Y no es de extrañar que escogieran a estas dos ciudades. Santa Fe de Bogotá por su clima, pero también por los recaudos de oro y esmeraldas hacia los reyes católicos, aun cuando en los primeros decenios aquella villa era muy pequeña, por lo que fue inicialmente gobernada desde Santa Marta. Ya desde ese entonces Cartagena era la capital política y económica del sur de las Indias, a la que solo le competía La Habana. Posteriormente, por estrategia territorial, la pequeña aldea obtuvo el título y condición de capital.
Estas dos ciudades, una, Cartagena de Indias, mayoritariamente con esclavos, marineros y militares; y la otra, con indígenas, militares y campesinos, vivían bajo un equivalente pero oculto propósito: esquilmarle a los reyes de la madre patria, de lo que debía remitírsele.
Así, en el comercio, en el campo y en todas las actividades, lo importante era vivir de la corona española, que a su vez usufructuaba impunemente del territorio, el trabajo y la vida de los nativos, indígenas y esclavos.
Aquella realidad histórica no es muy diferente, guardadas las proporciones, sociología y épocas, de la nefasta idiosincrasia que se vive en estas calendas, lo cual pudiera explicar en parte por qué estas dos históricas ciudades siguen reinando politiqueros apoyados por contratistas, cuasi-empresarios y una población que, conforme con los hechos políticos de los últimos años, no suele elegir adecuadamente y asumir las riendas de un mejor destino.

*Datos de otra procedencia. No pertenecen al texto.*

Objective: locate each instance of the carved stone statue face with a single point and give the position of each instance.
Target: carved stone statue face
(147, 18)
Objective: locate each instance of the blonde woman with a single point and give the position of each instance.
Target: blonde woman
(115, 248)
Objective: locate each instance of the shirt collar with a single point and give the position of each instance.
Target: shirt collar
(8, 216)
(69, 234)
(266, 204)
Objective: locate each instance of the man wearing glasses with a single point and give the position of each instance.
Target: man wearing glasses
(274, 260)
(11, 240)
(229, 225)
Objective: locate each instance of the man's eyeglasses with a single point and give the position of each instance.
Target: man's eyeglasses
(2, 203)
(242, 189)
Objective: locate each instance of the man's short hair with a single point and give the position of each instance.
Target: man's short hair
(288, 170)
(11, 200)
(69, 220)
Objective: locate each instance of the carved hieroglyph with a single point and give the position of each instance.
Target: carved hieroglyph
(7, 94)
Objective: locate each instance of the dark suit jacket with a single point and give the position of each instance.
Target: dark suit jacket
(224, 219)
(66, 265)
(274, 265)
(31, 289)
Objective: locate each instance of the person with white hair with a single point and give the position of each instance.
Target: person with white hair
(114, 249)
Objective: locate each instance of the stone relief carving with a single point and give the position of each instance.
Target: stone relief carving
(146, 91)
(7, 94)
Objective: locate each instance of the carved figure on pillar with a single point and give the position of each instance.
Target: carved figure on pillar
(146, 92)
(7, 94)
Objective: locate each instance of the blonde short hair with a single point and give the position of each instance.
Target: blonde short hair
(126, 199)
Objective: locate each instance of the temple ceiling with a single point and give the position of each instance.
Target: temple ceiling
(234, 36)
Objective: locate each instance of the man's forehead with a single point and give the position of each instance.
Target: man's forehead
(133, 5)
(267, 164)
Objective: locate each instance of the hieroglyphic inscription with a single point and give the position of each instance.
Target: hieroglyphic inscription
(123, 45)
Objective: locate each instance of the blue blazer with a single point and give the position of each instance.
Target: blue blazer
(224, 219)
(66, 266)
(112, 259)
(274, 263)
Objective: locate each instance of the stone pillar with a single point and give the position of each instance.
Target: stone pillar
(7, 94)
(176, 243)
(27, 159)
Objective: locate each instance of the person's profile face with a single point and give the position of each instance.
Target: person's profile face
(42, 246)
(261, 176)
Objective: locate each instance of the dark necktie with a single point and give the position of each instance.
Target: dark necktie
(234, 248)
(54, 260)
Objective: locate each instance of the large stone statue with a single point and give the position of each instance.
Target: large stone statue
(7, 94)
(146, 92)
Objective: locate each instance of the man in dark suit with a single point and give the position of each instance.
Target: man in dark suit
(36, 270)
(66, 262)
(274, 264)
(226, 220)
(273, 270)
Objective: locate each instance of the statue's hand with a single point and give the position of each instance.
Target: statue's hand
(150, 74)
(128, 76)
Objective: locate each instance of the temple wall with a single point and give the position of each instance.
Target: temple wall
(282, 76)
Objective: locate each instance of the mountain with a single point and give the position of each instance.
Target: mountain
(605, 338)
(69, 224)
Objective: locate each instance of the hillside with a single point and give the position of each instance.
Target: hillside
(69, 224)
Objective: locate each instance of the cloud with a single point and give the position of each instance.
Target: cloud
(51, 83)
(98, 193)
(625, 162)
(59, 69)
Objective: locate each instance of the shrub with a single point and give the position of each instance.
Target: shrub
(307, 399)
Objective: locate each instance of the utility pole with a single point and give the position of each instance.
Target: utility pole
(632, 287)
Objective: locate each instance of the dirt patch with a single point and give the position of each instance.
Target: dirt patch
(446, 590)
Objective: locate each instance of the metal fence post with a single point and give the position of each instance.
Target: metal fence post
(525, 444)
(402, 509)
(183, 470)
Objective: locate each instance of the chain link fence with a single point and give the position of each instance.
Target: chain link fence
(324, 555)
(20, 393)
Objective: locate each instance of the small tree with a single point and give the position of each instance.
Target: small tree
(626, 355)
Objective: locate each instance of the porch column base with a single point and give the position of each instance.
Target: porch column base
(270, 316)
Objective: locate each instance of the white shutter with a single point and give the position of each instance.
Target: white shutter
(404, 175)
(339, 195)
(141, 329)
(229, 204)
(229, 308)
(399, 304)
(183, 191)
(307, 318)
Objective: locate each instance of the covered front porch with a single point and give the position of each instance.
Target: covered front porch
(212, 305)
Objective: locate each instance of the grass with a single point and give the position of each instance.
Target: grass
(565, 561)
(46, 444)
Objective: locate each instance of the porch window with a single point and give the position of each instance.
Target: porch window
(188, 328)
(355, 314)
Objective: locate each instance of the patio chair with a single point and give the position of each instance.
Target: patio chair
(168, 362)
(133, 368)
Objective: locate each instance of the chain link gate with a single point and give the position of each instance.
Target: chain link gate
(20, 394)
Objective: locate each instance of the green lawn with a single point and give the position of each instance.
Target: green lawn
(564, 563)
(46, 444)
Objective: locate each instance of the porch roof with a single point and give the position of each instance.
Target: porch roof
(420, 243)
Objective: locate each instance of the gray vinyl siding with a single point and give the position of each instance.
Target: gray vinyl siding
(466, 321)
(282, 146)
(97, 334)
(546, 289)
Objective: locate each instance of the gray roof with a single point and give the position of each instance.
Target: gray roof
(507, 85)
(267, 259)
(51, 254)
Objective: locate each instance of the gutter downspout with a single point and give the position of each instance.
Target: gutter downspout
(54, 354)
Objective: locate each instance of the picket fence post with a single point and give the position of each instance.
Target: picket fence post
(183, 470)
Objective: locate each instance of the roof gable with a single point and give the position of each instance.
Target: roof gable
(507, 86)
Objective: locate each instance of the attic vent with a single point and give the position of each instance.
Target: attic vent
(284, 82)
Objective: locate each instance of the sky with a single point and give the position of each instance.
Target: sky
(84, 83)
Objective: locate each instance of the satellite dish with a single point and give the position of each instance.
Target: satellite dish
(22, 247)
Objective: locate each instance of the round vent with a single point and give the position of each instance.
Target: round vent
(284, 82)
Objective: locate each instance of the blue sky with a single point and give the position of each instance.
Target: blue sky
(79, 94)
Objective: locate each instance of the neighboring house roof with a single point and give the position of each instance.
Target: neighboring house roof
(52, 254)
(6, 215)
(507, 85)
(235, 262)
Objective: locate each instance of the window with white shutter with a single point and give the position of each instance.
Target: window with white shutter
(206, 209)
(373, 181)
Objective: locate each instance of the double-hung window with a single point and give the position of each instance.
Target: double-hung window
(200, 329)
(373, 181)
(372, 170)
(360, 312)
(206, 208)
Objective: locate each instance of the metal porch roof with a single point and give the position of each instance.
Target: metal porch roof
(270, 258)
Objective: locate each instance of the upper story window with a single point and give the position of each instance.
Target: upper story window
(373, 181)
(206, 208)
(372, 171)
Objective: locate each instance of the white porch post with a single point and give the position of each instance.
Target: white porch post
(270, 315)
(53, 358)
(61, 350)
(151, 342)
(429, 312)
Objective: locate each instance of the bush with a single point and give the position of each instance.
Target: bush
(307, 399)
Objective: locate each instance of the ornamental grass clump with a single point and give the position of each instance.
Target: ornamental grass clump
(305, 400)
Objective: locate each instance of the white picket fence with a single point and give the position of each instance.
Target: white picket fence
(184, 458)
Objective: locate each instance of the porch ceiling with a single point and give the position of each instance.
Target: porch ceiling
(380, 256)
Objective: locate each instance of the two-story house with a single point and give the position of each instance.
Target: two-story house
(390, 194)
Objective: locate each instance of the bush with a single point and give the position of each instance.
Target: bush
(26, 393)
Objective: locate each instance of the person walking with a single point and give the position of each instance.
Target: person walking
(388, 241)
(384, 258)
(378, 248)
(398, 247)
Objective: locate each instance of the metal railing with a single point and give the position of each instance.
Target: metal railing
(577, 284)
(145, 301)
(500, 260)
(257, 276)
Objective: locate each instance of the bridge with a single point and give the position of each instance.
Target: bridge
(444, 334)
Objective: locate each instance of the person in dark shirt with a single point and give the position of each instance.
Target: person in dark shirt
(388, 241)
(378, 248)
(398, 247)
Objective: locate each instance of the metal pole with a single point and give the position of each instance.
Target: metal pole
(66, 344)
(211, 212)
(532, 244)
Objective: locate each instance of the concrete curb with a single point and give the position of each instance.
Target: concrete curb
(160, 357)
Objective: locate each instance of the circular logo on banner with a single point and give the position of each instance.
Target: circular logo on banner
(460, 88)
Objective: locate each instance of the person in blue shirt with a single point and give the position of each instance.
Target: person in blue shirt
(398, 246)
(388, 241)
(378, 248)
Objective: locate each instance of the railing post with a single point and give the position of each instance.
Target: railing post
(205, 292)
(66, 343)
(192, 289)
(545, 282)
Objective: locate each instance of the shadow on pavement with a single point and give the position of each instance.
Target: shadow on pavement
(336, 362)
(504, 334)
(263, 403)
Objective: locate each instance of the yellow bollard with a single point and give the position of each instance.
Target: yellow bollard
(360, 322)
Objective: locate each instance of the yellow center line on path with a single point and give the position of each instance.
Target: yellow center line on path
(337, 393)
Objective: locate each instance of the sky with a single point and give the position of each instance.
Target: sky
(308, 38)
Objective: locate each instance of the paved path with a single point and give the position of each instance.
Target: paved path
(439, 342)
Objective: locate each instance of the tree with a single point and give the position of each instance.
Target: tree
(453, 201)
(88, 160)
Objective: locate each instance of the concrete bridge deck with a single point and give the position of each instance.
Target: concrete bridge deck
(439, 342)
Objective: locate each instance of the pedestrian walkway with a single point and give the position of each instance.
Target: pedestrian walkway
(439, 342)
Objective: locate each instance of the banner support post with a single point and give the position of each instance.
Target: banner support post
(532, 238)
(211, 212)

Frente a la precariedad institucional de la ciudad, parecería que el síndrome descrito continúa, como si vivir del Estado, como objeto de sustracción disimulada pero ilícita de sus recursos, estuviera justificado, fuera socialmente encomiable, y como si el erario no derivara de los aportes de los ciudadanos, como si fuera cosa extraña; como si la incapacidad para generar riqueza por la propia valía, la inventiva y el emprendimiento personal o profesional, se pudiera suplir con los presupuestos estatales, haciendo negocios por debajo la mesa, como en tiempos de la colonia.
Tal vez ya no haya relación entre aquel síndrome colonial y lo que se ha vivido en los últimos lustros en las dos ciudades. Pero sí tenemos derecho de esperar que cabría un nuevo levantamiento, por medio del voto consciente, para una nueva liberación.